一般人。――ではない。明らかに私は今、槇利枯捺から魔力を供給している。……そう言えば、前回も似たような人物がいた。彼は確か先祖が魔術師だったはず。……と、なれば彼女も?
「あの、エージェントさん」
「? なんでしょうか」
マスター槇利枯捺が聞いてくる。何だろうか。
「あの、戦争ってことは……」
「御察しの通り、サーヴァント同士、もしくは魔術師同士の殺し合いです」
頭に疑問符が浮かぶ。……ああ、サーヴァントですかね。
「サーヴァントとは、英霊です」
「英霊?」
「はい。その時代に名を馳せし英雄。時には侵略者の英雄、時には戦争の英雄、時には国の英雄、時には……私のような異端の英雄。それが死して、この聖杯戦争に魔術師の道具となる。それがサーヴァントです」
「う……ん?」
物覚えも悪いようだ。
必死に理解しようと考えているマスター。
―しかし、似ている。
誰かは分からない。
先ほどのランサーも、懐かしい匂いがした。あれは、前回のマスター代理が戦った誰かのような気がする。
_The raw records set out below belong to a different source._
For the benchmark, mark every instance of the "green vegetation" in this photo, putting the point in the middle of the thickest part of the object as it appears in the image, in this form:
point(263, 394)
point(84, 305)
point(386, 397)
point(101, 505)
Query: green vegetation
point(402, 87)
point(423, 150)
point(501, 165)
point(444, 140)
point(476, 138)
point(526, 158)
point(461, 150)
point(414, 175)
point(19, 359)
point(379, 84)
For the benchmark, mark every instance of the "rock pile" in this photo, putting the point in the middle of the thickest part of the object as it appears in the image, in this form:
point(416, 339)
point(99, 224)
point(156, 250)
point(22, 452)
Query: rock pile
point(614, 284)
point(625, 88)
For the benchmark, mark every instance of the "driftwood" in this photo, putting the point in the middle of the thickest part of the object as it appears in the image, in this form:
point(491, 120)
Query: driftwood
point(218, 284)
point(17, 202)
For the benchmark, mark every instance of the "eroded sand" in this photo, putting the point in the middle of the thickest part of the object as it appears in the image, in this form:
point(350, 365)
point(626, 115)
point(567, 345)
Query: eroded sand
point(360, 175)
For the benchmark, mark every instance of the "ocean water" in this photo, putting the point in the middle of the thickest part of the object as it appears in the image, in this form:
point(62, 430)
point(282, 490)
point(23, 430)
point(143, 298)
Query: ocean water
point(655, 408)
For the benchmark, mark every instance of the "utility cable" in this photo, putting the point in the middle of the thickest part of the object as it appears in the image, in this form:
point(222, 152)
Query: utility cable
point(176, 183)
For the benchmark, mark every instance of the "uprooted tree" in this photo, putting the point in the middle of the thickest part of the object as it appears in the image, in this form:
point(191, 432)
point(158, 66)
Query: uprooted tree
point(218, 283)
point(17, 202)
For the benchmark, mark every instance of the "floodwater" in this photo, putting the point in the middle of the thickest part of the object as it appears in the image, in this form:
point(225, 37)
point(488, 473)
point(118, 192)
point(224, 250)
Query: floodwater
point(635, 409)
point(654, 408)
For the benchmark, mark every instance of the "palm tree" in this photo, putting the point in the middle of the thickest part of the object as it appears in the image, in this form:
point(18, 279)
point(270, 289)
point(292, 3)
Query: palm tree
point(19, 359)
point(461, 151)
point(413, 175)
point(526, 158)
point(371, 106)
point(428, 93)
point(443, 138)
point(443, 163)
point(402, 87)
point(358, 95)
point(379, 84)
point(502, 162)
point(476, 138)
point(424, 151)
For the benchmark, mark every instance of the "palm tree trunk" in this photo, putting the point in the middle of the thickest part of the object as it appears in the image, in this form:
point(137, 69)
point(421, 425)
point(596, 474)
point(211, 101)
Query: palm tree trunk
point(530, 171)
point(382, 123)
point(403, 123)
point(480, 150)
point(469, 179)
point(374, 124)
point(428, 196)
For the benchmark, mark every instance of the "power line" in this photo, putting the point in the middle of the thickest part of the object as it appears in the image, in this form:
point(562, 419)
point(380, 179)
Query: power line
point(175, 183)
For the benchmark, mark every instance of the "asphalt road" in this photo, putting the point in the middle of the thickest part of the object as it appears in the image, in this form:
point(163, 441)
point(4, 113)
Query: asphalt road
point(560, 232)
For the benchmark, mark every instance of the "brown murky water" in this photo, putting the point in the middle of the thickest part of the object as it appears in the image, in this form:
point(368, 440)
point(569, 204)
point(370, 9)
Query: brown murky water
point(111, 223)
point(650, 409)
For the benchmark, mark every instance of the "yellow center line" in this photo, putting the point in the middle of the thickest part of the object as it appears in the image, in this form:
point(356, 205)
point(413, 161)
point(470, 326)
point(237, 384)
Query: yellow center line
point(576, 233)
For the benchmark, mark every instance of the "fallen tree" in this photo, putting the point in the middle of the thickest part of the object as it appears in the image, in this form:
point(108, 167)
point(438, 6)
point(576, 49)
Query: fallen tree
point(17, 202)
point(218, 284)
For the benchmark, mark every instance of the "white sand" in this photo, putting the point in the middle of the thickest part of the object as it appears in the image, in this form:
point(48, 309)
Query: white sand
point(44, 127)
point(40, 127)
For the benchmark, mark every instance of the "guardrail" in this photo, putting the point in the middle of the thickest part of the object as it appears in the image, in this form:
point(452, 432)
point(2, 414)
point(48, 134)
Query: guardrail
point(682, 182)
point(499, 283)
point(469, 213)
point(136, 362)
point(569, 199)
……誰か。確か、憐れんだ記憶がある。必死に柵に逆らう。かつての、私のような――。
「……えっと、つまり2人組のバトルロイヤル?」
「……簡潔に申しますとそうですかね」
何故そこに結びつけたのか不思議だ。
「まあ、私たちサーヴァントは道具です」
「……エージェントさんは、道具なんですか?」
「……?」
何故か怒り心頭のようだ。はて、私は何か悪いことを言っただろうか。
「私、難しいこと分からないバカだけど……エージェントさんや、サーヴァントは道具じゃないよ」
「……」
「だって、意思があるのに道具なんて、私、なんだかやだなあ……」
稚拙ながら言葉を繋げる。
なんだろう、この人なら凄く面白そうだ。聖杯戦争をぶち壊してくれそうな気がする。
「……マスター、」
「マスターって言うの、止めない?」
「え?」
「エージェントさんがサーヴァント?なのは分かったよ。でも、私マスターなんて器じゃないし……」
「……では、なんと仰れば」
マスターはううと再び唸る。
今時の子は解らないものです……。
「普通に、枯捺とかさ……」
「……承りました、マスター」
「あ、言ったそばから!」
口が勝手に動くのだから許してほしい。
「ならマス……枯捺。私からも提案があります」
「うん?」
「さん付け、なしにしましょ」
サーヴァントにさん付けなど薄ら寒さすらする。まあ、無知なせいだろう。
「うん!」
……ガキみたい。
しかし、何も知らないまま聖杯戦争をしても、死ぬのがオチだ。ランサーの言うことが真になってしまう。
「では、枯捺。この聖杯戦争から魔術のことまで一通り教えます。準備はいいですか?」
こんなに面白い少女を殺すなんて楽しくない。ランサーには悪いが、マスターの腹の怪我、倍返しに返すから。